Rien de ce que nous faisons ne semble pourtant le satisfaire ! Si au début, la source baignait dans une salle juste assez grande pour qu’il puisse s’y loger, je ne vois plus le plafond aujourd’hui ! Des arches distantes de plusieurs « dragons » soutenaient cette immense pièce ! Sur les piliers et les parois, nos sculpteurs incrustaient des joyaux. Les mousses luminescentes accentuaient leur brillance. À peu de chose près, ces lieux étaient magiques. Hélas, Lok-Ta — je ne prends plus aucun plaisir à le nommer « mon dragon » et l’Or créait une ombre oppressante. D’ailleurs, certains de mes Nibelungs ne s’y rendaient qu’à contrecœur.

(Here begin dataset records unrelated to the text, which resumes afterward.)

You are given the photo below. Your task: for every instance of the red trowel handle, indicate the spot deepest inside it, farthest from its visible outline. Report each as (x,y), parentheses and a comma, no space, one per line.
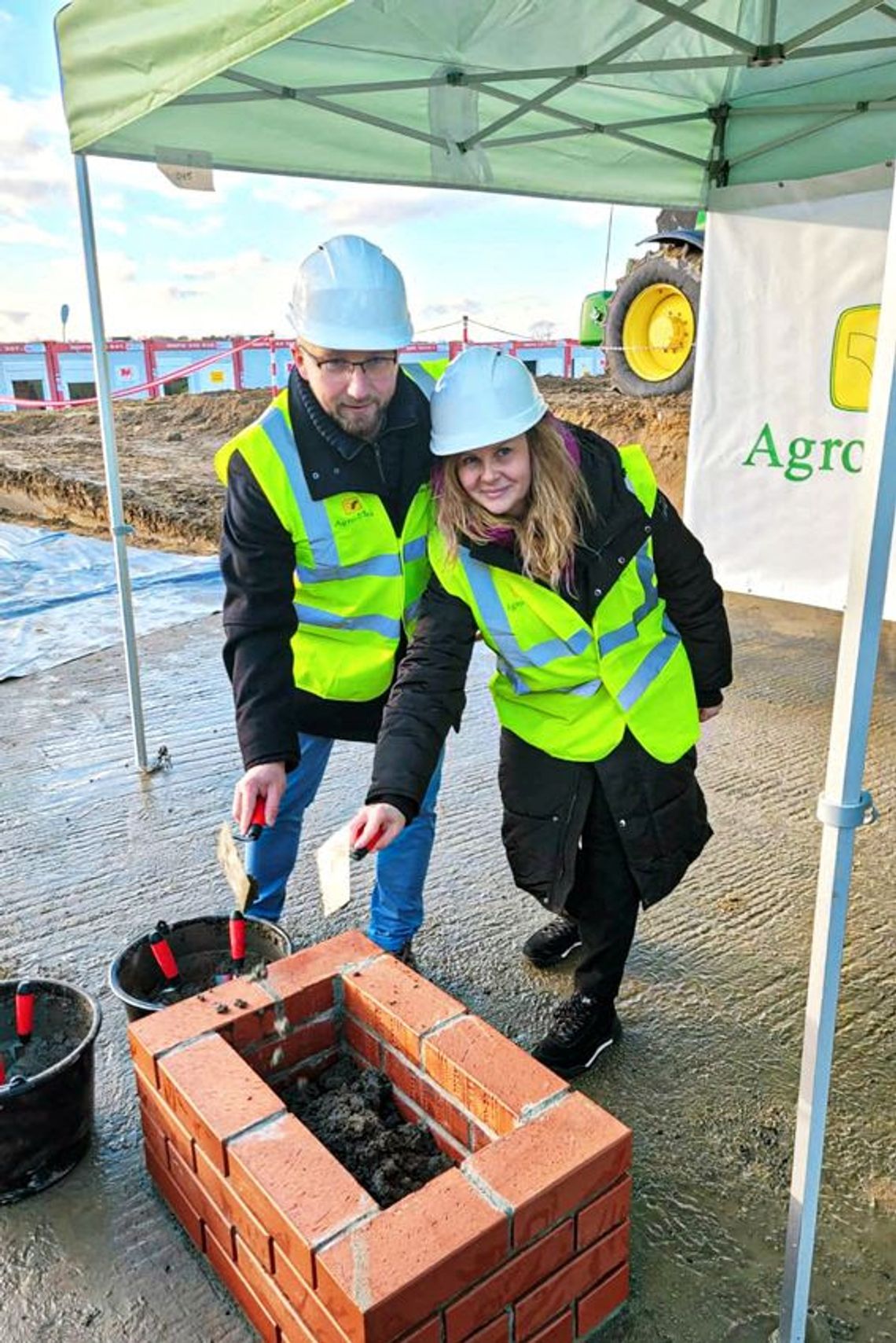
(257,824)
(24,1011)
(164,955)
(238,939)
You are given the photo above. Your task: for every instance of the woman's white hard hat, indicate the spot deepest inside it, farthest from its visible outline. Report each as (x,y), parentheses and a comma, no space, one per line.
(350,295)
(484,397)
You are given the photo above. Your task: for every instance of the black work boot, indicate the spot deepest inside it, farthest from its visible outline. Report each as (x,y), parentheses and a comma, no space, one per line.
(581,1029)
(553,943)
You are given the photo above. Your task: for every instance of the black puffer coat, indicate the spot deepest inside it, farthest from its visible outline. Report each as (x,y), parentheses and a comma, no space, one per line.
(660,809)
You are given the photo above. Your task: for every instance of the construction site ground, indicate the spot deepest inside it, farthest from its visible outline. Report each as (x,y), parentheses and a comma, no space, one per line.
(93,853)
(51,464)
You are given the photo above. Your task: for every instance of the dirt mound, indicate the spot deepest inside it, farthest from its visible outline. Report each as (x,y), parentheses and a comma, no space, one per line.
(51,469)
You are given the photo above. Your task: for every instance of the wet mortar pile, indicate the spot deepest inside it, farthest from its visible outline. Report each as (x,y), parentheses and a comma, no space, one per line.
(352,1114)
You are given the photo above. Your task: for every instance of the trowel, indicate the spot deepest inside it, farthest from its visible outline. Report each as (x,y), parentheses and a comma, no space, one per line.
(244,886)
(335,858)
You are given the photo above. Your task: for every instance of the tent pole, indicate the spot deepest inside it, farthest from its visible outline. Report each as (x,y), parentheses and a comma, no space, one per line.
(111,461)
(843,805)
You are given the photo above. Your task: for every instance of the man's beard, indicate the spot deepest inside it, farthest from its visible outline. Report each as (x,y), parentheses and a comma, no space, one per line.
(365,427)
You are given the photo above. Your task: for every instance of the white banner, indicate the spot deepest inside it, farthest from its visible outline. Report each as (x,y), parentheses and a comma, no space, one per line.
(791,284)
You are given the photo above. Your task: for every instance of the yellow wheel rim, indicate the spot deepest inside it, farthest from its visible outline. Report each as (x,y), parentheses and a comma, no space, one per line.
(657,332)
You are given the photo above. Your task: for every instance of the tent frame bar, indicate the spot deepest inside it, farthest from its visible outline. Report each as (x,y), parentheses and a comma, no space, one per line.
(844,805)
(117,526)
(835,20)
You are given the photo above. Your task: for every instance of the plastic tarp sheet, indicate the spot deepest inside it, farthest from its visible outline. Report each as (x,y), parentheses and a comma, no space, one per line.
(617,101)
(58,596)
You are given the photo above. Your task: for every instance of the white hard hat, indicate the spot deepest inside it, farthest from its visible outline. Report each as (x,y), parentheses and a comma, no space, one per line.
(350,295)
(484,397)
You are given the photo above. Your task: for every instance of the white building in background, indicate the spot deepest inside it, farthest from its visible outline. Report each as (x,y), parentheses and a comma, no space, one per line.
(41,372)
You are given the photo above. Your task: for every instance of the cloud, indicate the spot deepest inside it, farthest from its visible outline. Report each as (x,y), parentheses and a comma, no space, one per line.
(22,234)
(35,167)
(185,227)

Les Nibelungs me disent qu’ils entendent une voix dans la salle de Lok-Ta. Pourtant, nous avons inspecté de fond en comble les lieux. Et hormis cette grosse loque de dragon, il n’y a personne. J’avoue que je ne descendais pas souvent là-bas. Déjà parce que je n’avais rien à y faire, mais aussi parce qu’il me peinait de voir Lok-Ta ainsi. J’avais l’impression de perdre un ami, happé par une ivresse contre laquelle je ne pouvais rien faire. Il ne me parlait plus. Je gérais les activités extérieures. Les relations avec les différents taxons pouvaient se montrer compliquées en fonction des conflits entre peuples ou races. Certains seigneurs locaux se seraient fait un plaisir de nous arracher de nos mines pour s’en approprier la richesse. Heureusement, nous avions pu bâtir une puissante muraille autour de l’entrée de notre cité souterraine, sans compter que nous avions pris soin d’enfouir nos « coffres » dans les profondeurs et de les rendre inaccessibles aux humains. Du moins, nous faisions en sorte que cela le soit. Parce que rien n’est plus vicieux et motivé qu’un humain avide de richesse.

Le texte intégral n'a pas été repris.